Before evaluation, we removed the training set from consideration. Training set members generally scored extremely well but are not a fair test of Oriscan's performance. An Oriscan prediction was scored as a match if it fell in a region with demonstrated origin activity or within 250 nucleotides of a region identified as an ORC/MCM binding site. We considered the latter to be a conservative expansion of the pro-ARS locations, since this set was shown to mislocalize several known origins by up to 600 bp [28].

The Oriscan algorithm consists of steps that sequentially discard inactive sequences to separate origins away from the rest of the genome, followed by a ranking procedure to sort the predictions in order of similarity to known origins (Figure 2). We demanded that candidates pass three successive thresholds based on position-weight matrices generated from the training set (Additional data file 2). In the first step, Oriscan analyzed the 17 bp ACS. We empirically set the threshold to select the best 12,000 matches (Additional data file 3), as this included matches to 87%, or 354, of the 408-member evaluation set (ACS; Figure 2). Further relaxation of stringency caused inclusion of many more non-origin sequences, thereby degrading performance. Our threshold allowed up to four mismatches within the 17 bp consensus (WWWWTTTAYRTTTWGTT, where W = A or T, Y = C or T, and R = A or G), and imposed larger penalties for mismatches to more conserved positions. Thus, some candidates with only two mismatches were rejected.

Figure 2
figure 2_826

Refinement of Oriscan predictions. The number of matching (green) and total (black) predictions at different stages in the algorithm are shown. From the 12 million positions in the yeast genome, the best 11,800 matches to the core ACS were selected, and these matched 354 members of the ORC/MCM evaluation set (ACS). Selection against poly-T sequences removed 5,268 predictions, leaving 6,532, including 332 matches to the ORC/MCM set (non-T). Further selection using the 268 nucleotide matrix containing flanking sequence removed 4,632 predictions, leaving 1,900, including 257 matches (flanking). These predictions were then ranked; the top 350 contained 179 matches, and the top 100 contained 84 matches.
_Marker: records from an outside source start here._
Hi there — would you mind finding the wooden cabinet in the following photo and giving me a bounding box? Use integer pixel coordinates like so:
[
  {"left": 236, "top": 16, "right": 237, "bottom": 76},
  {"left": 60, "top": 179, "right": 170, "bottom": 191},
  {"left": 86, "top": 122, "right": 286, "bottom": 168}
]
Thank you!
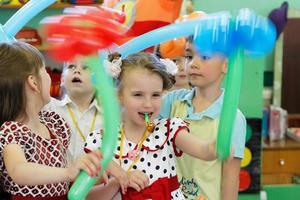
[{"left": 262, "top": 139, "right": 300, "bottom": 184}]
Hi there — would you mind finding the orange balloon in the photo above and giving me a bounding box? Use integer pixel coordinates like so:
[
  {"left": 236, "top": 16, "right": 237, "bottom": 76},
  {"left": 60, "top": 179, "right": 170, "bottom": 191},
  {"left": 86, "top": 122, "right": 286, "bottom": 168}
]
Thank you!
[
  {"left": 159, "top": 38, "right": 186, "bottom": 59},
  {"left": 159, "top": 11, "right": 206, "bottom": 59}
]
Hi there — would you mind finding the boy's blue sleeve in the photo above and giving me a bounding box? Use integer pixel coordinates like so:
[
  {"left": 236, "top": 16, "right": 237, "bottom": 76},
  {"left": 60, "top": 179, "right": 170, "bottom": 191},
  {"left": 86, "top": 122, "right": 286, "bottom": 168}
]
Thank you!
[{"left": 232, "top": 110, "right": 247, "bottom": 159}]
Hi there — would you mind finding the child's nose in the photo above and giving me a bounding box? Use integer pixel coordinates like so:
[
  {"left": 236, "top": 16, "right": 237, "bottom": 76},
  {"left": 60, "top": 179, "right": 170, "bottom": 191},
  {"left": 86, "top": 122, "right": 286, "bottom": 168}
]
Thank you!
[{"left": 143, "top": 98, "right": 152, "bottom": 108}]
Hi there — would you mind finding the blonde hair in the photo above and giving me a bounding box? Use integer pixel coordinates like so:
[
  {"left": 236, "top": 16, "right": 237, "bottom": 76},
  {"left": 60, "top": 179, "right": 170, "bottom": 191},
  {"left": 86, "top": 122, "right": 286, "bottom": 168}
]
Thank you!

Thymine matches 14 of the 17 positions in the ACS, so many poly-T sequences passed the first step even though such a sequence has never been identified as an ORC binding site. Therefore, in the second step, we examined the three non-T positions - A, R, and G - of the ACS independently of the rest. We rejected about 5,000 sequences that mismatched at least two of the three positions. Only 22 matches were lost, leaving 332 matches (non-T; Figure 2). The third step in the Oriscan algorithm was to analyze the flanking sequences from 108 nucleotides 5' to 159 nucleotides 3' to the central nucleotide of the ACS. We selected 1,882 sequences, including matches to 257 members of the evaluation set, that scored ≥2.4 standard deviations better than mean bulk sequence. As with the ACS, this cutoff was chosen to pass as many probable origins as possible without degrading performance.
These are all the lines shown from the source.